Helen has been making Old Cape products for the past four to five years and enjoys the process, but it is crucial for her to make a profit. She and her husband don’t have a huge pension, or a medical aid.
“I’ve learnt how to make raspberry jam by visiting my mother-in-law who lived in England.” She recalls annual trips in the ‘90s; they visited farms where you can pick your own raspberries and strawberries. “I interrogated all the farmers to find out who grew the best fruit. I asked them what they did and how they did it.”
Helen made about 100 bottles of jam, which her mother-in-law gave away to friends throughout the year. She would make 12 bottles for herself, place them in her luggage and bring them back home.
She started looking for fruit here in South Africa. “A friend of mine had a nursery and she had raspberries which were acclimatised to this area,” she explains. “To grow figs and raspberries around Mbombela is not a done thing. But nobody told me that, so I just did it,” she laughs.
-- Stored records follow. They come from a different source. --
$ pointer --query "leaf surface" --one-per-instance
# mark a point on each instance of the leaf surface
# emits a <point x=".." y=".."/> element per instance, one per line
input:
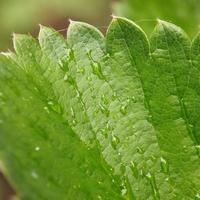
<point x="95" y="117"/>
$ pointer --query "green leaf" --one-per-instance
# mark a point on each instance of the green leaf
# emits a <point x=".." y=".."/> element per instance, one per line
<point x="94" y="117"/>
<point x="145" y="12"/>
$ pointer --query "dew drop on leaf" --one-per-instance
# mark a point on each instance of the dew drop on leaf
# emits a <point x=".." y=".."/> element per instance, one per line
<point x="152" y="181"/>
<point x="104" y="98"/>
<point x="140" y="150"/>
<point x="96" y="69"/>
<point x="114" y="96"/>
<point x="34" y="175"/>
<point x="134" y="169"/>
<point x="104" y="109"/>
<point x="123" y="109"/>
<point x="164" y="165"/>
<point x="114" y="141"/>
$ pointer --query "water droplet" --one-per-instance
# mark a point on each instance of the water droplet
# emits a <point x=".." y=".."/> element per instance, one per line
<point x="55" y="106"/>
<point x="104" y="132"/>
<point x="114" y="141"/>
<point x="34" y="175"/>
<point x="123" y="109"/>
<point x="37" y="148"/>
<point x="122" y="167"/>
<point x="152" y="181"/>
<point x="80" y="70"/>
<point x="134" y="169"/>
<point x="64" y="64"/>
<point x="105" y="99"/>
<point x="114" y="96"/>
<point x="71" y="55"/>
<point x="164" y="165"/>
<point x="104" y="109"/>
<point x="68" y="78"/>
<point x="96" y="69"/>
<point x="140" y="150"/>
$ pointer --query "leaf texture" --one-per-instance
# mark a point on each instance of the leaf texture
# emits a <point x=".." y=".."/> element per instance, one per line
<point x="94" y="117"/>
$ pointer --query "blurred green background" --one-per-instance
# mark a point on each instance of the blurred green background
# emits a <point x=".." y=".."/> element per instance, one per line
<point x="23" y="16"/>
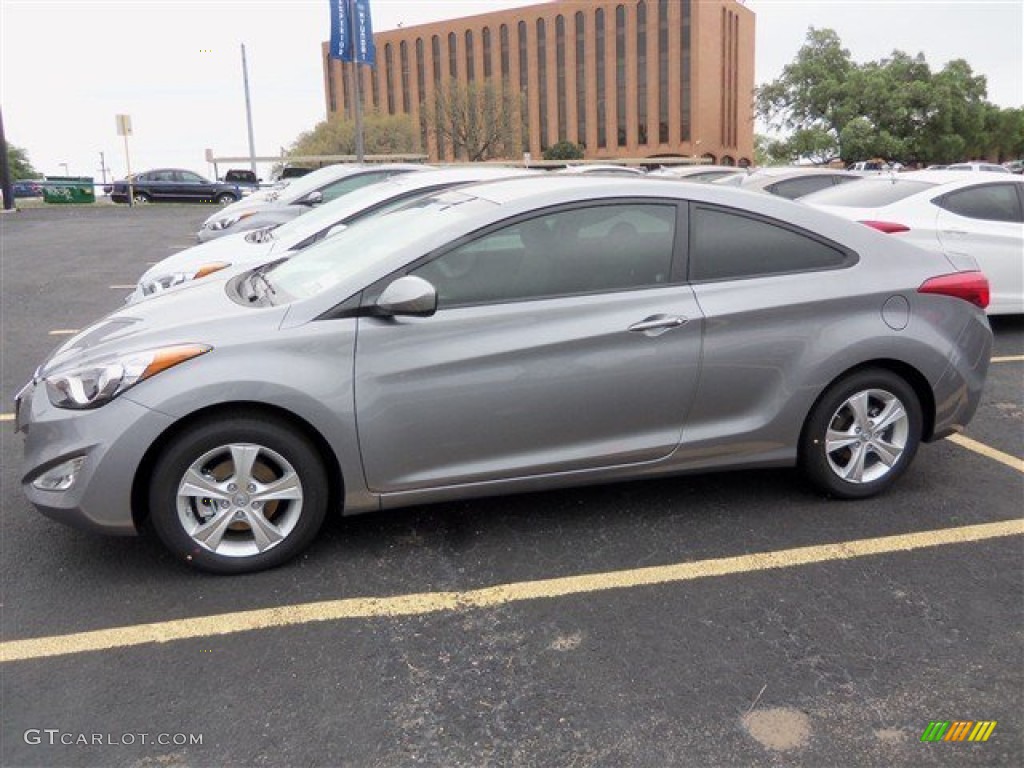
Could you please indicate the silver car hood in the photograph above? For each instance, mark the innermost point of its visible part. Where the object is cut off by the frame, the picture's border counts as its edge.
(202, 312)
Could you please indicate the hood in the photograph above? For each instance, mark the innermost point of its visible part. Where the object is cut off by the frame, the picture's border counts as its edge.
(201, 312)
(231, 249)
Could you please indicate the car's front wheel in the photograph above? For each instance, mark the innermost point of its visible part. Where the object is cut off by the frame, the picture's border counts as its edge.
(861, 435)
(238, 494)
Her secret to a great jam is the quality of the fruit. “And, don’t overcook it. I cook my raspberry jam for five minutes, then you still have that fresh taste,” she adds. “All the recipe books say boil it for 20 minutes… but that means bye-bye flavour!”
The Old Cape fig preserve is stocked at Steiltes and The Grove SPARs, and Crossing SPAR sells the fig preserve as well as the raspberry jam. “We used to sell at the market in Kaapsehoop. It costs R50 for the jam or lemon curd, and R70 for the preserve.” Customers have urged her to export her figs. They rave about the fact that it simply is the best they have ever tasted.
“Our customers have told us wonderful things about our products. Have you ever tried a toasted cheese sandwich with fig preserve?” Another customer does a roasted fillet with blue cheese or Camembert and adds the figs on top. It is also lovely with pork chops.
Helen says many people don’t know much about lemon curd. “Some mix it with vanilla ice cream. Someone else adds it to cream for a pavlova,” she explains. “Another customer – a rugby fanatic – says no man, you just sommer take a spoon and eat it while watching sport,” she laughs.
One thing is evident… curds, jams and marmalade belong on a whole lot more than just your morning toast.